The second model is the LS20, i.e, \(K= 20,\, \vec{\beta }_{tr} = [\, \beta_0 = 24.75 ; \, \beta_{end} = 53.75 \,], \, n_{\beta,tr} = 60\). The outcome is depicted in figures 12.4 . It can be noted that \(\beta = 24.75\) and \(\beta = 30.648\) exhibit very similar results to the SLS model. The same is true for intermediate \(\beta\) values, i.e., \(24.75 \leq \beta \lessapprox 30.648\). However, with \(\beta \gtrapprox 30.64\) as depicted for \(\beta = 31.14\), one centroid, i.e. the centroid with the label \(20\) in the right ear appears unexpectedly. With this, a drastic change to the centroid placing network is imposed. Looking at the upcoming \(\beta\) these erratic changes are found again.
Generating a tracked state with these discontinuous cluster network deformations even manually can be considered hard to impossible because tracking demands some kind of similarity. If two cluster networks differ too much from each other, then necessarily at least tracked label is going to be unsatisfying. Hence, it would be wrong to conclude that the tracking algorithm is not performing well, but rather the clustering algorithm itself or the range of \(\vec{\beta}\) must be adapted. If the range of \(\vec{\beta}\) is shortened, multiple models can be trained and tracked.

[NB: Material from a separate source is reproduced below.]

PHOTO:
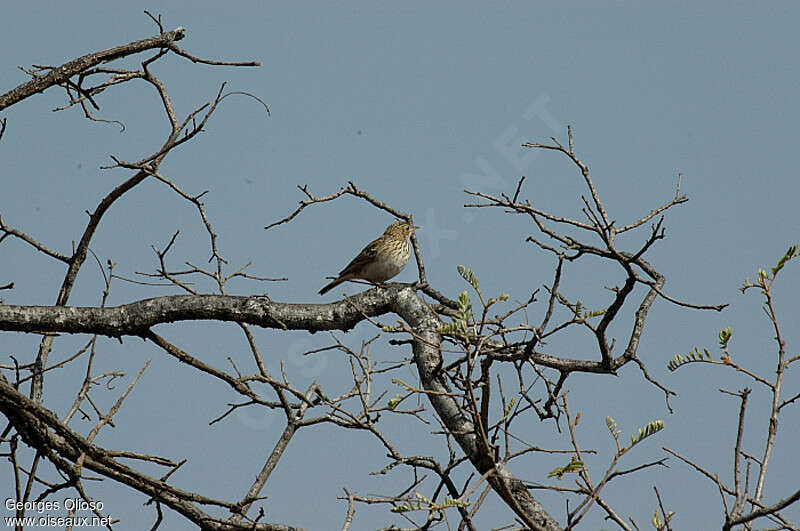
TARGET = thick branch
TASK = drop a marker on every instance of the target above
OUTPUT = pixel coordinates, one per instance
(62, 73)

The third model is referred to as FW15. Figures in 12.5 show the tracked state for 4 different \(\beta\) values. It can be observed that for \(\beta = 11\) the centroid placing has changed notably to the other \(\beta\) values, thus tracking the centroids in the center for \(\beta = 11\) becomes unfavorable. Overall, however, the tracked state results advocate the performance of the tracking algorithm.

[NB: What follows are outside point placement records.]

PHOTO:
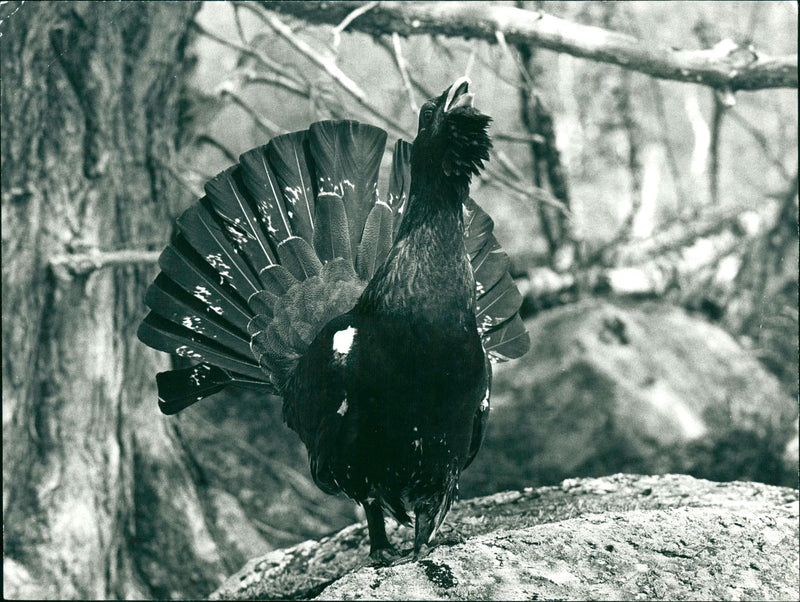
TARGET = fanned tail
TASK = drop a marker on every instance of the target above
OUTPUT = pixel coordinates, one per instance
(283, 242)
(280, 244)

It can be concluded that the tracking algorithm performs remarkably well. However, when the cluster placing network is abruptly changed from one \(\beta\) to the other \(\beta\), the tracking outcome gets worse and generates sudden cluster network deformation. As a possible solution, splitting up the \(\vec{\beta}_{tr}\) range into smaller \(\vec{\beta}_{tr,i}\) ranges, can be named. This is not only seen for the LS20, but also for other dynamical systems as illustratively shown with the center area of the FW15 system for \(\beta= 11\).